Francis was speaking to around 30,000 worshipers in Presov, in eastern Slovakia, where he presided over a Byzantine rite known as the Divine Liturgy, which is used by the Eastern Catholic and Orthodox churches.

He then added to his message of inclusion by traveling to meet the country’s Roma, who have long been victims of discrimination and poverty, in the dilapidated and isolated neighborhoods of Kosice.

In his homily on Tuesday, Francis spoke at length about Christian identity, lamenting that the cross and crucifix have too often become mere ornaments, diluting their true meaning.

What is the value, he asked, of hanging a crucifix on a rearview mirror or around one’s neck if a person has no meaningful relationship with Jesus? “What good is it,” he said, “if we don’t stop to look at Jesus crucified and open our hearts to him?

In recent years, some European politicians have used religious symbols as part of campaign messages focusing on identity politics.

In Italy, Matteo Salvini, the leader of the populist League party, has often campaigned with a rosary in his hand. During a rally with far-right leaders from France, Germany and the Netherlands, he also invoked the protection of the Virgin Mary over Italy.

Some conservative Vatican cardinals – many of whom are very critical of Francis – have spoken enthusiastically about Mr. Salvini and also expressed sympathy for Mr. Orban.

In interviews ahead of the Pope’s visit on Sunday, several Hungarian priests and other Catholics in Budapest echoed Mr Orban’s emphasis on Hungary as a Christian country. They said the prime minister had been unfairly criticized for opposing waves of predominantly Muslim migration, which he compared to an invasion.

On Sunday, Mr. Orban and Francis gathered for a courtesy meeting that lasted 40 minutes, and the prime minister urged the pontiff “not to let Christian Hungary perish”.

Francis only spent seven hours in Hungary, despite calls from his bishops to stay longer.
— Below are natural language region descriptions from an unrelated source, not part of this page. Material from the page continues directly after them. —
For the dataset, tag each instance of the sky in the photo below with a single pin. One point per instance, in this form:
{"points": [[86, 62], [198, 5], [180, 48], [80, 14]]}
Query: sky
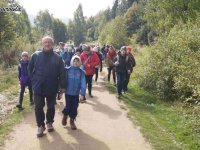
{"points": [[65, 8]]}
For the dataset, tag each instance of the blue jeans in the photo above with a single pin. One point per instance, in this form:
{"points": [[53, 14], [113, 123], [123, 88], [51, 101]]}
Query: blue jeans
{"points": [[121, 80], [71, 106]]}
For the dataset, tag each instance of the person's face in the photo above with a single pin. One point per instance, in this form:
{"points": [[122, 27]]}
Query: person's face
{"points": [[87, 52], [61, 46], [76, 63], [47, 44], [78, 53], [123, 53], [24, 58]]}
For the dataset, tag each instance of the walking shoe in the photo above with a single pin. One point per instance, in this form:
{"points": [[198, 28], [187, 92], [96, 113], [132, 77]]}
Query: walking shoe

The Vatican said the Pope’s visit to Budapest was of a purely spiritual nature, to celebrate the closing mass of a week-long Catholic congress. But others close to the Pope admitted there might be a tacit message to Mr Orban in the mismatch between time spent in Hungary and time spent in Slovakia, which is led by a progressive president who, like Francis, is critical of nationalism.